The flipside is building new friendships in a new place. And a tricky balance to strike – especially when work and family demand so much of our time – is keeping up with old friends while trying to meet new ones.
One of our apprehensions about moving to a small town was the expectation that most of the people we’d meet would be “lifers” who grew up here and already had broad networks of friends, and as a result would have little interest in, or time to, add to to their networks. It’s been a pleasant surprise that many of the people we’ve met are relative newcomers like us. While Traverse City has a vibrant economy, most of these people are not here as a result of a job opportunity they couldn’t pass up. Rather they’ve figured out how to build a career around the life they’re building for themselves and their families.
Choosing Traverse City
Traverse City seems to be a destination that people are choosing to relocate to for the lifestyle it affords. During the seven months that we’ve been here, we’ve met families that have moved from New York City, Chicago, Los Angeles, Denver, and many other big towns across the country, all in the last 12-24 months. From our relatively limited experience, it appears that the influx of professionals, creative types and entrepreneurs into Traverse City is becoming a “thing.” To some extent these people could live anywhere, but they chose Traverse City. Some have a connection to Traverse City – the husband or wife grew up here – but many, like us, had no roots here. As a result, there’s a “we’re all in this together” mindset that makes it relatively easy to meet people.

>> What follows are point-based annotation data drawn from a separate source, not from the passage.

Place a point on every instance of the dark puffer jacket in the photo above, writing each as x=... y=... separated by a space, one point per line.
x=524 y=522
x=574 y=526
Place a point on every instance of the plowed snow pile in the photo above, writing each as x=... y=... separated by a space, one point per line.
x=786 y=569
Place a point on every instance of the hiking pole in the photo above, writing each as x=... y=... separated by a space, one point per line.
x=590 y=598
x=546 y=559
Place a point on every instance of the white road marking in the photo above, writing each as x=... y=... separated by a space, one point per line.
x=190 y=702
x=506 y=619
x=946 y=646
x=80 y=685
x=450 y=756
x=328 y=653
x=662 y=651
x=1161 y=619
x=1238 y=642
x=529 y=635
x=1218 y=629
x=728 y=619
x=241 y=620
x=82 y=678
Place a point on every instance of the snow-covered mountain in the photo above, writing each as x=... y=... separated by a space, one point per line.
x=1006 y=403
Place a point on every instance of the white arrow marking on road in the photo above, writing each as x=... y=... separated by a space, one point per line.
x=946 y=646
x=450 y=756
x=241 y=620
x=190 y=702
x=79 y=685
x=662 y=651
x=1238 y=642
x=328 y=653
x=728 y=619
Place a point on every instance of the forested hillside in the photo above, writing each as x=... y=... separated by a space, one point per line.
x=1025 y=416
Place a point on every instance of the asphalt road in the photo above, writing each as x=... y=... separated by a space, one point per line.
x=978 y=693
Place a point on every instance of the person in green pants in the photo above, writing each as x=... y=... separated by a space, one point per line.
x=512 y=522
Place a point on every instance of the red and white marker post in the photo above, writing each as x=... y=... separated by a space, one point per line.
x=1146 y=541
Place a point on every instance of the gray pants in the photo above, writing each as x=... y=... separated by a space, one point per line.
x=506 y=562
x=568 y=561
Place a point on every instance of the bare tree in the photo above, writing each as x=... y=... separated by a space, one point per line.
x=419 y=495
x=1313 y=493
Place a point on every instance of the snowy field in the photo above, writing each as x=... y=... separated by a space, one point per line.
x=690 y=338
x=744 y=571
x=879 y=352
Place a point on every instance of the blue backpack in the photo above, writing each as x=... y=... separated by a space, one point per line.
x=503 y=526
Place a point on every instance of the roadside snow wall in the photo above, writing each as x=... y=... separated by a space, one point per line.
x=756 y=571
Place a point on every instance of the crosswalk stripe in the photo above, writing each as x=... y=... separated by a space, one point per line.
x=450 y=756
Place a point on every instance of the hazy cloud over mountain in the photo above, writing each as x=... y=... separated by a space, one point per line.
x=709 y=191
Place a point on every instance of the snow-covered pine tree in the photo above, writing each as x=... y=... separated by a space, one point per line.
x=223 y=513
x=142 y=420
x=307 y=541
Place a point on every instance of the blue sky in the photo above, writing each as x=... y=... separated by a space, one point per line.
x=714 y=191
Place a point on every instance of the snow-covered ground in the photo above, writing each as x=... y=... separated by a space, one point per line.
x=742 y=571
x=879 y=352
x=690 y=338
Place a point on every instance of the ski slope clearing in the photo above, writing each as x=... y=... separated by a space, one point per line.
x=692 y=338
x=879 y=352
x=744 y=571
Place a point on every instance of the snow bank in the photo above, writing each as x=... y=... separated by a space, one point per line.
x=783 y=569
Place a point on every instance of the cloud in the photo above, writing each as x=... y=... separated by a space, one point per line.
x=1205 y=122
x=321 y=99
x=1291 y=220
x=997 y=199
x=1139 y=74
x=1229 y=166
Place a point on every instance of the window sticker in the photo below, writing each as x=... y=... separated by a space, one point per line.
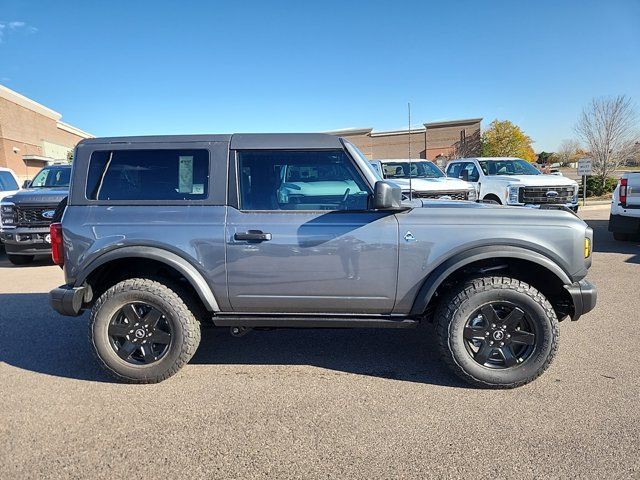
x=185 y=174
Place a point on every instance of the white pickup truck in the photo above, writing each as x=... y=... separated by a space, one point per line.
x=427 y=180
x=514 y=181
x=624 y=220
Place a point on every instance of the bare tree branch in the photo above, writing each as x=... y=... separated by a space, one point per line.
x=608 y=127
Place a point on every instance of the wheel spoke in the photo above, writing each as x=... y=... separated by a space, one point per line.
x=160 y=336
x=509 y=359
x=483 y=354
x=125 y=351
x=152 y=317
x=474 y=333
x=147 y=353
x=513 y=318
x=489 y=314
x=119 y=330
x=525 y=338
x=131 y=313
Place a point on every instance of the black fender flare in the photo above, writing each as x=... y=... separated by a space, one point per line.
x=459 y=260
x=191 y=273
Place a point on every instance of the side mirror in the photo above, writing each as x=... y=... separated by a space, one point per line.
x=387 y=196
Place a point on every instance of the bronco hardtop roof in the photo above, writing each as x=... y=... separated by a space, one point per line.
x=237 y=141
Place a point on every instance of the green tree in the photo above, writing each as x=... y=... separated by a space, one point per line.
x=505 y=139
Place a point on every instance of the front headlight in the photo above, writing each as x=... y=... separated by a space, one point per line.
x=7 y=215
x=514 y=194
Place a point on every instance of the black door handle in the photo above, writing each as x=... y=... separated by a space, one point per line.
x=252 y=236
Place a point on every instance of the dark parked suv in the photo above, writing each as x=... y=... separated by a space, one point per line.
x=296 y=230
x=26 y=215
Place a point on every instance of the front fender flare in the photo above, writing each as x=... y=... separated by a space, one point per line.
x=459 y=260
x=191 y=273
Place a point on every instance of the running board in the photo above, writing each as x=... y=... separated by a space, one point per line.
x=304 y=321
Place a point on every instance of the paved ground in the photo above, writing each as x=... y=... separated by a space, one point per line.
x=330 y=404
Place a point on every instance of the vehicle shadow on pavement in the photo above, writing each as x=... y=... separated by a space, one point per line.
x=603 y=242
x=51 y=344
x=405 y=355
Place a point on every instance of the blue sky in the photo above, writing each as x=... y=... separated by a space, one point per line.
x=159 y=67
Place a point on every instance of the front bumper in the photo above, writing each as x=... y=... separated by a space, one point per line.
x=584 y=295
x=624 y=224
x=26 y=241
x=68 y=300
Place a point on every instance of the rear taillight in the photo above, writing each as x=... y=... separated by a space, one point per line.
x=57 y=247
x=622 y=192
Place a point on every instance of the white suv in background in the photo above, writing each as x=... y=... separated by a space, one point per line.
x=427 y=180
x=514 y=181
x=9 y=182
x=624 y=220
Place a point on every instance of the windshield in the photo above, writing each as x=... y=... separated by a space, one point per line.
x=515 y=166
x=418 y=170
x=51 y=177
x=7 y=182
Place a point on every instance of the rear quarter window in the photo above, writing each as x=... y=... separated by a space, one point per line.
x=148 y=175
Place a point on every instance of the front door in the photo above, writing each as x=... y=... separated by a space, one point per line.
x=301 y=239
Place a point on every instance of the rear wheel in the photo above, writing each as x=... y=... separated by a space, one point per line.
x=497 y=332
x=142 y=331
x=20 y=259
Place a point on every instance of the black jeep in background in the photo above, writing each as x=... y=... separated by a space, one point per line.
x=26 y=215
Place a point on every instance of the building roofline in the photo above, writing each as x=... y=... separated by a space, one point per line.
x=445 y=123
x=76 y=131
x=349 y=131
x=27 y=103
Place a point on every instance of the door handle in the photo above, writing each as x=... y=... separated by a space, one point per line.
x=252 y=236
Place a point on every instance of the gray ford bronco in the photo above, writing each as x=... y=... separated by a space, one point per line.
x=252 y=231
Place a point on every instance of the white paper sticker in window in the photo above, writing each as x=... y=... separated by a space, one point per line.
x=185 y=172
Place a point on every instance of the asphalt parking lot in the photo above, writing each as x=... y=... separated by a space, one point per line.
x=330 y=404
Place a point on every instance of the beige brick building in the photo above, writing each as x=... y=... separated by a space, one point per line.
x=32 y=135
x=439 y=141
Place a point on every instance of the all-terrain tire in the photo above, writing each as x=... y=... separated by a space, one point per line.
x=171 y=302
x=20 y=259
x=455 y=310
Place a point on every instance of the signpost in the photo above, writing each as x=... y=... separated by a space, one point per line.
x=584 y=169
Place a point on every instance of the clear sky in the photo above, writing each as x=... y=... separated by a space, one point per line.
x=159 y=67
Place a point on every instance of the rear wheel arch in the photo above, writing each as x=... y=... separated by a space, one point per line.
x=540 y=271
x=137 y=259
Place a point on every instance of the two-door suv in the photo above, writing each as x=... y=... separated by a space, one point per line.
x=297 y=230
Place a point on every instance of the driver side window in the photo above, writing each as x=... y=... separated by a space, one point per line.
x=300 y=180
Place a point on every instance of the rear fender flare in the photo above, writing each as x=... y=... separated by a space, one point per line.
x=191 y=273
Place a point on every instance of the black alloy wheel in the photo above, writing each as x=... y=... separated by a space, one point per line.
x=139 y=333
x=500 y=335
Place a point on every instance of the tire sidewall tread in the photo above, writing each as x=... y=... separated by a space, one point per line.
x=454 y=310
x=171 y=300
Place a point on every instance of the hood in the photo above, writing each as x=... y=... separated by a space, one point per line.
x=7 y=193
x=535 y=180
x=432 y=184
x=38 y=196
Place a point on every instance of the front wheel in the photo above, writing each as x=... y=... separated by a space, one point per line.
x=142 y=331
x=497 y=332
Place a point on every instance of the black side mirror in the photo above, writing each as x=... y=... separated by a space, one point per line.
x=387 y=196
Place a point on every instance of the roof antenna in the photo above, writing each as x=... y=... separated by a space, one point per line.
x=410 y=189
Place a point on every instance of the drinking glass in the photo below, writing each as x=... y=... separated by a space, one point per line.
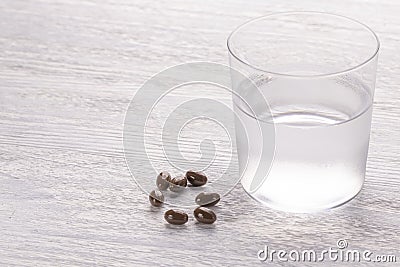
x=317 y=73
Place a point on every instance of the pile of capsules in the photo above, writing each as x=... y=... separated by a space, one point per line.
x=178 y=184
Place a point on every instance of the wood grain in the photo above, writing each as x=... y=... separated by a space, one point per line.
x=68 y=70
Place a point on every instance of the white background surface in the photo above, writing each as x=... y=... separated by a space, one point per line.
x=68 y=70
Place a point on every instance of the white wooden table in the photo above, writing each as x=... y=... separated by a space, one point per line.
x=68 y=69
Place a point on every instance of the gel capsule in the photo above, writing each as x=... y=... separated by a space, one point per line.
x=178 y=184
x=204 y=215
x=176 y=217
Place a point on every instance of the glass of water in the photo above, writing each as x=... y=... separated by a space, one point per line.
x=316 y=72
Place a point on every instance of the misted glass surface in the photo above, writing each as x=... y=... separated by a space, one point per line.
x=317 y=72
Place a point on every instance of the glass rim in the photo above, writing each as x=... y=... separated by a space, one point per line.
x=345 y=70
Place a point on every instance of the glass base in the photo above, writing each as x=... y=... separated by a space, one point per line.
x=295 y=207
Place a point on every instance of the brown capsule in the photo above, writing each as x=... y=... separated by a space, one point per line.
x=176 y=217
x=156 y=198
x=204 y=215
x=178 y=184
x=162 y=181
x=196 y=178
x=207 y=199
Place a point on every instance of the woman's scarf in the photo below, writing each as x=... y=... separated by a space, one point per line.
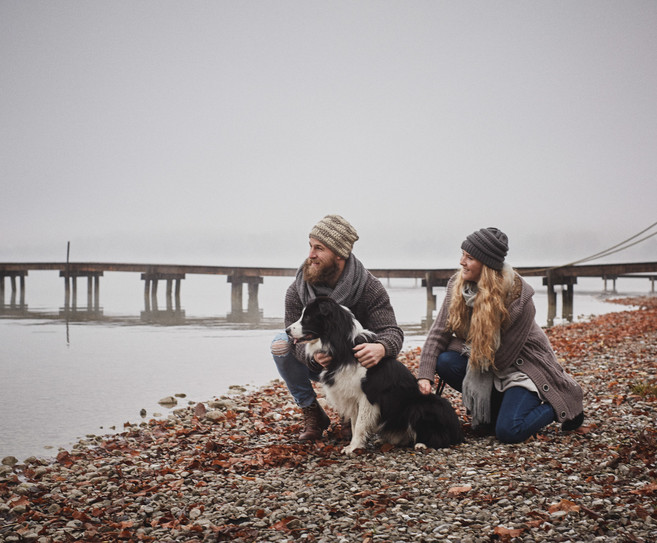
x=477 y=385
x=347 y=291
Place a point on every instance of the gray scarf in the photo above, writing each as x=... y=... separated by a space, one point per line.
x=477 y=385
x=348 y=290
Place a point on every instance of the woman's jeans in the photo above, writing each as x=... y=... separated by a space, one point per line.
x=297 y=376
x=521 y=412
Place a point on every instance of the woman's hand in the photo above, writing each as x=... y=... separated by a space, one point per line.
x=424 y=385
x=369 y=354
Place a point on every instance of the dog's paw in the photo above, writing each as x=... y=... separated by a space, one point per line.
x=351 y=449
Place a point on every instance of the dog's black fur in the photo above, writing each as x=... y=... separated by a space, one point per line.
x=384 y=399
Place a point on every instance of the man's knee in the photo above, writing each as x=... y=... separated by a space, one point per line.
x=280 y=347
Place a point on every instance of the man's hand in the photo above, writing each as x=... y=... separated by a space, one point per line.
x=424 y=385
x=369 y=354
x=323 y=359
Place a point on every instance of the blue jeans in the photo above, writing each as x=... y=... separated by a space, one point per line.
x=521 y=412
x=297 y=375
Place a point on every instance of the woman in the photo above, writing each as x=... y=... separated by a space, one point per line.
x=486 y=344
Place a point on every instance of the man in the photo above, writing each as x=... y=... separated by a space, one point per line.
x=332 y=270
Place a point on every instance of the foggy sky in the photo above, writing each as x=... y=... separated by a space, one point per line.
x=219 y=132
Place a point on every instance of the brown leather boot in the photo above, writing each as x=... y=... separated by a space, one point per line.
x=315 y=422
x=345 y=429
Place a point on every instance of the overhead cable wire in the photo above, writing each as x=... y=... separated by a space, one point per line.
x=615 y=248
x=609 y=251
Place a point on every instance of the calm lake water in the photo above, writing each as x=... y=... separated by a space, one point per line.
x=62 y=380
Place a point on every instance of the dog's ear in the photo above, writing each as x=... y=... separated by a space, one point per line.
x=325 y=308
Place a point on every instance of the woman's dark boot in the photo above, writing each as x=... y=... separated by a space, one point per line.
x=315 y=421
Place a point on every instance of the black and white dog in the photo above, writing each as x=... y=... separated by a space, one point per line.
x=384 y=399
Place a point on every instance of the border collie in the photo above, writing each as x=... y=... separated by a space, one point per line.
x=384 y=399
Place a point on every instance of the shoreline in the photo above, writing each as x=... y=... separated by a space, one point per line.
x=231 y=470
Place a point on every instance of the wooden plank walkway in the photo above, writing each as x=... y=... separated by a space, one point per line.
x=238 y=276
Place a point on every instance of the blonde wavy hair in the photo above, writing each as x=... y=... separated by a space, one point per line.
x=481 y=325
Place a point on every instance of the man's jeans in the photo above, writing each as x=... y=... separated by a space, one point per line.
x=297 y=376
x=521 y=413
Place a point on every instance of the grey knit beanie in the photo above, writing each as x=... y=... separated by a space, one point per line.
x=488 y=245
x=336 y=233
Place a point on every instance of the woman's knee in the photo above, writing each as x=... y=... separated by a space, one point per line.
x=507 y=434
x=280 y=346
x=451 y=366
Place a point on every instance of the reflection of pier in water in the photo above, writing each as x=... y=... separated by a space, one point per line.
x=173 y=275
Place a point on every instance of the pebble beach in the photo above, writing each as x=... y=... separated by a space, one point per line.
x=230 y=469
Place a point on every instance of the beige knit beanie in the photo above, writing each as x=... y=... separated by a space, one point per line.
x=336 y=233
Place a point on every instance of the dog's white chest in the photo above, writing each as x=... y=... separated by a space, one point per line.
x=346 y=391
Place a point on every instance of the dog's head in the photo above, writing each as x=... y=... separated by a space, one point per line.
x=326 y=326
x=317 y=319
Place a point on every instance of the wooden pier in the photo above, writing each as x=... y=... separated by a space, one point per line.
x=252 y=277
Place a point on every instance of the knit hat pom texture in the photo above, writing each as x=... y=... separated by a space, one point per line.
x=489 y=246
x=336 y=233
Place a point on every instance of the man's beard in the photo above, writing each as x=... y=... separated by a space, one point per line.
x=323 y=274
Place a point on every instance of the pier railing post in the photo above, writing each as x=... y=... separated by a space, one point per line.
x=552 y=298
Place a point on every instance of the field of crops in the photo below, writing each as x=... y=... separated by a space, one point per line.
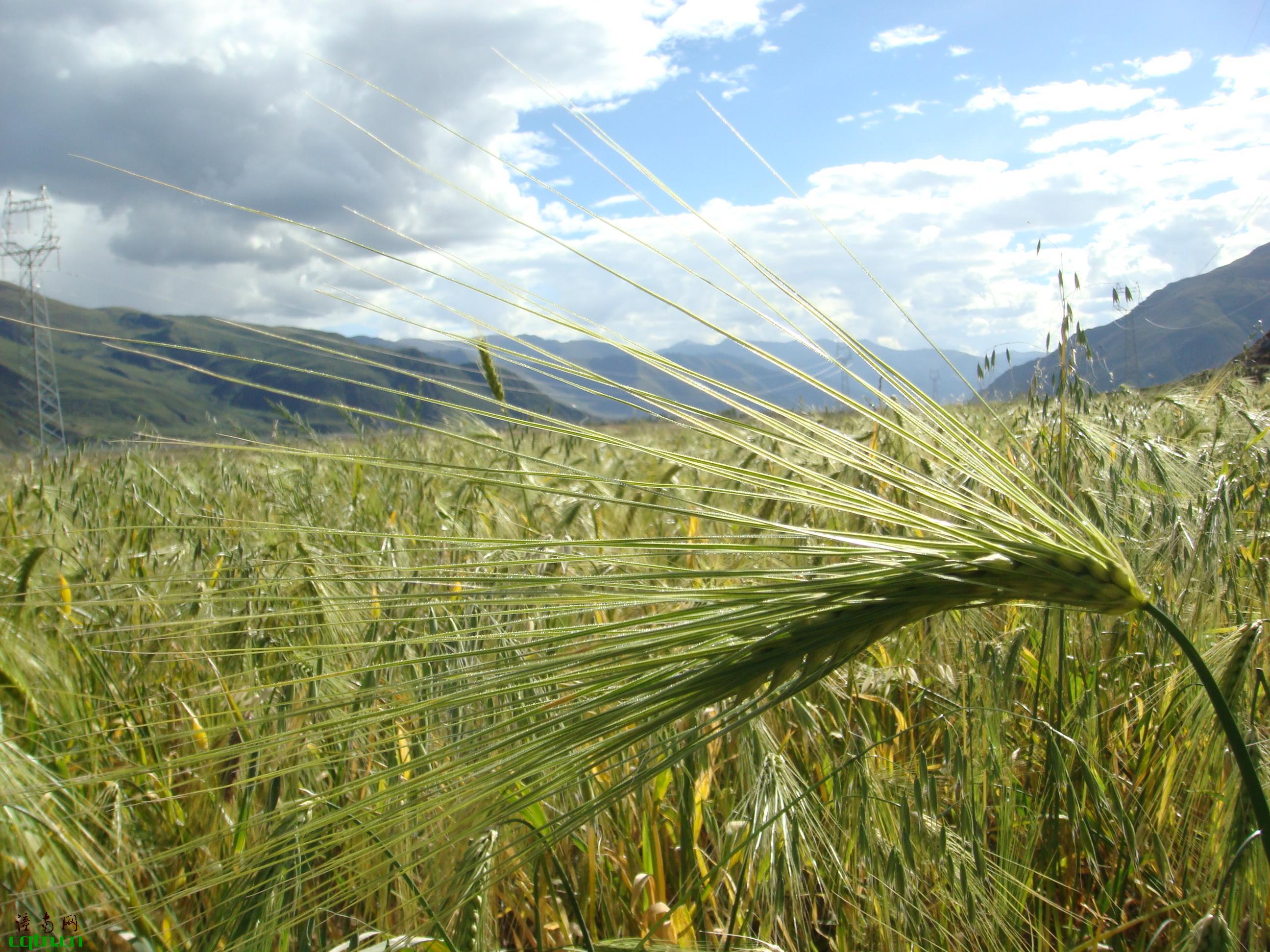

While meeting people has been easy, that’s not to say that making friends has been. Making friends at 40 is kind of like dating – at times awkward and uncertain. Coming from a town we lived in for ten years where we had a big network of friends, we were rusty and much busier than we were the last time we were looking to build new relationships. The New York Times put some of these issues in perspective:
“People have an internal alarm clock that goes off at big life events, like turning 30. It reminds them that time horizons are shrinking, so it is a point to pull back on exploration and concentrate on the here and now. ‘You tend to focus on what is emotionally important to you,’ [Laura Carstensen, Stanford Center on Longevity] said, ‘so you’re not interested in going to that cocktail party, you’re interested in spending time with your kids.’”
I’m a relatively introverted person, as is Heather, but upon moving here we were committed to seeking out new friends. At times I took it a little too far. About two weeks after our move I took our girls to the playground. Our five year old began playing with another girl about her age (if only 40 year olds could make friends as easily as five year olds) and I began chatting with her mom. She seemed nice (a potential friend for Heather!) and our kids seemed to be hitting it off, so not wanting to miss an opportunity to connect, I asked for her phone number. She gave it to me, and I suggested that maybe we could get the kids together for a playdate. When I got home I excitedly told Heather about my new connection. She pointed out that our new “friend” may have considered my overture a little overzealous and possibly a little creepy.
Point taken. Take it slow. Like I said, I’m a little rusty.
We’re figuring it out as we go, but have found that some things work better than others when trying to make friends in a new town. We’ve tried to get involved in activities, attend events and find new hobbies. Despite having less space than we used to, we’ve tried to entertain more at our home. And unlike in the past when plans with old friends could be more spontaneous, we’ve tried to be more intentional and purposeful about planning and scheduling nights out and playdates well in advance. The common thread is putting yourself out there, looking for and being open to making new connections, and then following up to make concrete plans. Leaving a conversation with something as general as “We should get together some time,” will almost always be the last conversation that takes place between two people.
We often share a laugh revisiting our conversations from the early days of our move. “I met a potential friend today!” one of us would say after an exercise class or following school pick-up.
Seven months later, we’ve had the good fortune of meeting lots of great people, integrating into the community through sports and our kids’ schools, and building new friendships – real ones, not just potential ones.
At the same time, and while geographic distance has made things more challenging, we’ve tried to stay as connected as possible with old friends. It’s sometimes hard to explain our decision to pick up and move 250 miles away to people who were so closely integrated into our lives. We’re grateful for the understanding they’ve shown…now we just need to get them to move up to Traverse City.